The Cantor legacy in healthcare is as comprehensive as that in the arts, and certain to be equally enduring. In a joint statement, the New York-Presbyterian Board of Trustees lauded Cantor, a Life Trustee, as “one of the earliest and most influential philanthropic voices calling for advancing medical research and improving care for all.”

Dr. Janet Pregler, director of the Iris Cantor-UCLA Women’s Health Center, noted that

“Iris Cantor’s vision for women’s health has been transformational. Her sustained advocacy has shaped comprehensive healthcare for tens of thousands of women.”

National Order of the Legion of Honor named her a Chevalier in 2000 for her work in promoting women’s healthcare as well as Rodin, and then elevated her to Officier in 2017.

In 2008 she received the Big Apple Award from the Tisch School of the Arts at NYU. New York-Presbyterian Hospital named her its Trustee of the Year in 2003 and honored her at its 2015 Annual Gala. Also in 2015, the premier gallery of the Musée Rodin was named "Hall Iris et B. Gerald Cantor," a distinction rarely accorded by a French museum. She received the New York Weill Cornell Council Leadership Award in 2018.
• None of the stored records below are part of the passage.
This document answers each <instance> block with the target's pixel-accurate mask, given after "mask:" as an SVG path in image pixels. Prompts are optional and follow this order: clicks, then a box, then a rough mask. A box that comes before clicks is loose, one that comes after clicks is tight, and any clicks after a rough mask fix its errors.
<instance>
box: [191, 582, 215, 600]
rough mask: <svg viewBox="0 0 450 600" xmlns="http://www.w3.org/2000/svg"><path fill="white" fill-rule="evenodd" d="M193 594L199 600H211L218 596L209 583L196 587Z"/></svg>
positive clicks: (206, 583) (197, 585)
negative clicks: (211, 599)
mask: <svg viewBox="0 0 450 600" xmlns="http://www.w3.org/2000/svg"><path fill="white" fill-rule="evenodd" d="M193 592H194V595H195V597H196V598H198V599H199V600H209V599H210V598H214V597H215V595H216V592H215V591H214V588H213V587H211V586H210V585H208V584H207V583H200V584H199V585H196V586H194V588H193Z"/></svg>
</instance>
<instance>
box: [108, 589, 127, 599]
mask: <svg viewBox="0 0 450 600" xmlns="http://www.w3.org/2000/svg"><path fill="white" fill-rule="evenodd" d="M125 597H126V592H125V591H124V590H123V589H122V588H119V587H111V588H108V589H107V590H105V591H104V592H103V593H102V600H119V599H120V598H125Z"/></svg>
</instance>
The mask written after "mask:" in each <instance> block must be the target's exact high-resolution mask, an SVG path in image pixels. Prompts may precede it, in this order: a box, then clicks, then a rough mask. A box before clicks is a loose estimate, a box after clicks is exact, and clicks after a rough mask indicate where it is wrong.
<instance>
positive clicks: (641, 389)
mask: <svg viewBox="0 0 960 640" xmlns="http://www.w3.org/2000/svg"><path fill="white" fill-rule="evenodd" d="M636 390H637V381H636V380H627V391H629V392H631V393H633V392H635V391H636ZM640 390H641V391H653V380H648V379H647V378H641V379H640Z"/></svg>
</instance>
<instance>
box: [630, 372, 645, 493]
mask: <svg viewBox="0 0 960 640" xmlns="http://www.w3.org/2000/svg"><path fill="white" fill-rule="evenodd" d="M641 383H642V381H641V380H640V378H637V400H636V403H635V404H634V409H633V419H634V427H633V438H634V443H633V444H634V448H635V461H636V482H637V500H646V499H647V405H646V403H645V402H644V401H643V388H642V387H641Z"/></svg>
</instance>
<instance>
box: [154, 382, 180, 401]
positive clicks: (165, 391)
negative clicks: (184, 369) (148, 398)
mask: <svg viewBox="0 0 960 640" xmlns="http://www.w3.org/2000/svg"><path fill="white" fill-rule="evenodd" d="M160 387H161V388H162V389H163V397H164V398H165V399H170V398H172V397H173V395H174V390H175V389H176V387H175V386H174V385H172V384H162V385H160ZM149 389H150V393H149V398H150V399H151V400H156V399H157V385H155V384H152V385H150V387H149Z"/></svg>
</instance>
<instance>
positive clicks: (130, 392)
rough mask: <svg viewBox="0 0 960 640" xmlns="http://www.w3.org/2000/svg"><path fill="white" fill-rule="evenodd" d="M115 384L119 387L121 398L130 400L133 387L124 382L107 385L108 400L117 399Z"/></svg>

Cantor was active in the philanthropic and cultural life of her native New York as well as Los Angeles and Palm Beach, FL, serving on numerous leadership boards at universities, medical centers and arts institutions.

Iris Cantor was predeceased by her husband Bernie, her beautiful mother Faye, and her sisters Binnie and Enid. She is survived by her nieces Randi Aitken, Suzanne Fisher, Michele Geller, Monica Muhart, great-nephew Ryan Fisher, and many other loving nieces and nephews as well as family friend John Desiderio. Funeral services will be private. A celebration of life will be held in the spring.